Code Monkey home page Code Monkey logo

donut_falls's Introduction

Donut Falls

Named after the beautiful Donut Falls

Location: 40.630°N 111.655°W, Elevation: 7,942 ft (2,421 m), Hiking level: easy

(Image credit: User submitted photos at alltrails.com)

More information about the trail leading up to this landmark can be found at utah.com/hiking/donut-falls

Donut Falls is a Nextflow workflow developed by @erinyoung at the Utah Public Health Laborotory for long-read nanopore sequencing of microbial isolates. Built to work on linux-based operating systems. Additional config options are needed for cloud batch usage.

Donut Falls is also included in the staphb toolkit staphb-toolkit.

We made a wiki, please read it!

Wiki table of contents:

Getting started

Install dependencies

Quick start

nextflow run UPHL-BioNGS/Donut_Falls -profile <singularity or docker> --sample_sheet <sample_sheet.csv>

Sample Sheets

Sample sheet is a csv file with the name of the sample and corresponding nanopore fastq.gz file on a single row with header sample and fastq. When Illumina fastq files are available for polishing or hybrid assembly, they are added to end of each row under column header fastq_1 and fastq_2.
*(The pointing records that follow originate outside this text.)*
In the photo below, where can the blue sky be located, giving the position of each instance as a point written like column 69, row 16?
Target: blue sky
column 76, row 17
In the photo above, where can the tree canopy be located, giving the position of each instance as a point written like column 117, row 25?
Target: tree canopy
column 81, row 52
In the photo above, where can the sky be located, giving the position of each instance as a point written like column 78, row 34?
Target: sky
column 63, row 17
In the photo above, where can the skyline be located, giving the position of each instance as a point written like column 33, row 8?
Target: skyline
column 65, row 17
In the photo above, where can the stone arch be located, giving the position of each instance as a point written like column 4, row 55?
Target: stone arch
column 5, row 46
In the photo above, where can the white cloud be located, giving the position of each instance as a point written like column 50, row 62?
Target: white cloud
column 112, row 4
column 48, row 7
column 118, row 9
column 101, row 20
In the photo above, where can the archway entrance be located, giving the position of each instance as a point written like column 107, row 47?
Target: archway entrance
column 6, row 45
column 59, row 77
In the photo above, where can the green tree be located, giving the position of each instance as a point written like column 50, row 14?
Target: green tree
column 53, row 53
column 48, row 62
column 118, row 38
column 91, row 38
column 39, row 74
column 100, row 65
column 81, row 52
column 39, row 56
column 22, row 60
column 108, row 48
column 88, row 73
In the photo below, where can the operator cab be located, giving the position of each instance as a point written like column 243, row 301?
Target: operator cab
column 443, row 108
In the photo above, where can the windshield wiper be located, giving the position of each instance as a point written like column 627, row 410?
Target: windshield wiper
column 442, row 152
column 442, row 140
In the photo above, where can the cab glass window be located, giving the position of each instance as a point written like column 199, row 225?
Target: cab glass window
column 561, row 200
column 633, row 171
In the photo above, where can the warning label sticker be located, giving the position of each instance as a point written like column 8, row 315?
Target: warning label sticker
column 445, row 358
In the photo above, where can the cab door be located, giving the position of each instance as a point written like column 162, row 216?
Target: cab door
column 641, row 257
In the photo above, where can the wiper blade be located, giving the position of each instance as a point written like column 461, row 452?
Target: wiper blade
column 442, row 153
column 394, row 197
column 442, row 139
Option 1 : just nanopore reads

sample,fastq
test,long_reads_low_depth.fastq.gz

Option 2 : nanopore reads and at least one sample has Illumina paired-end fastq files

sample,fastq,fastq_1,fastq_2
sample1,sample1.fastq.gz,sample1_R1.fastq.gz,sample1_R2.fastq.gz
sample2,sample2.fastq.gz,,

Switching assemblers

There are currently several options for assembly

These are specified with the assembler paramater. If Illumina reads are found, then flye and raven assemblies will be polished with those reads.

Note: more than one assembler can be chosen (i.e. params.assembler = 'flye,raven'). This will run the input files on each assembler listed. Listing an assembler more than once will not create additional assemblies with that tool (i.e. params.assembler = 'flye,flye,flye' will still only run the input files through flye once).

Reading the sequencing summary file

Although not used for anything else, the sequencing summary file can be read in and put through nanoplot to visualize the quality of a sequencing run. This is an optional file and can be set with 'params.sequencing_summary'.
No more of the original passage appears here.